The colorfully painted dial is wood. The floral designs and coloring used here are quite typical for this Maker. The Clockmaker's name is signed within the time track. This clock is signed in block lettering, "A & C, Edwards / Ashby." The time ring is formatted with Roman hour numerals and Arabic numerals indicate the minutes. The wooden geared movement is the construction one expects from the Ashby / Ashburnham clockmaking school. These types of wooden geared movements are designed to run 30 hours on a full wind and strike the hour on a cast bell. It features a count wheel striking system. The count wheel is located on the outside of the movement on the back plate.
This fine clock was made circa 1798. It stands approximately 7 feet 7 inches or 91 inches tall to the top of the center finial.
About Abraham & Calvin Edwards of Ashby, Massachusetts.
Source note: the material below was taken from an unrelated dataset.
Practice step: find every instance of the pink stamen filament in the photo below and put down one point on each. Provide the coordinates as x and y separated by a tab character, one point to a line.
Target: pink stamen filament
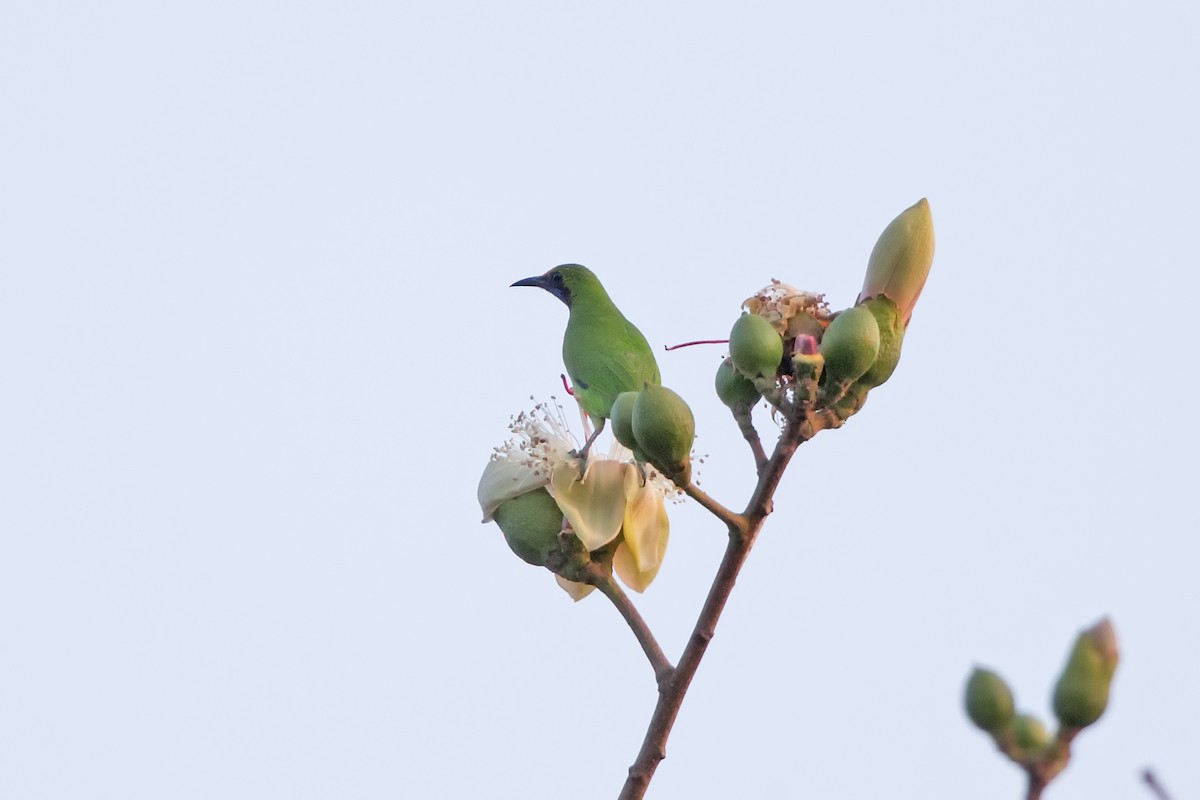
676	347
Abraham Edwards is believed to have been born in Concord, Massachusetts in 1761. His younger brother Calvin was born two years later in 1763. Both were the sons of Samuel Edwards and Huldah Easterbrook of Concord. The family moved from Concord to Ashby, Massachusetts sometime in 1777. Ashby was then and still is today a small village located in Massachusetts on the New Hampshire boarder due North of Worcester. Both Abraham and Calvin were hard workers and owned everything in common including several pieces of land in the town of Ashby. They entered a partnership in 1792 and made wooden gear clocks. These clocks are signed on their dials A & C Edwards. This partnership lasts approximately four short years before Calvin’s death at the age of 33. While alive, the partnership appears to have produced in excess of 530 plus clocks. Often times the production number is listed at greater than 600, but the highest number that I have personally seen recorded is in the upper 530’s. It is assumed that all the clocks made after the partnership ended are signed by Abraham only. Of which, many such examples have been found. Early examples of the A&C partnership features composite metal dials. The later examples, sometime after the number 211, feature the use of a painted wooden dial. Abraham and Calvin were responsible for training other clockmakers. Some of which include Abraham’s son John, Calvin’s sons Calvin Jr. and Samuel, Alexander, Jacob and Philander Jacob Willard of Ashburnham, Wendell and his brother Whittear Perkins and possibly John Barker of Worcester. This list of names is still growing.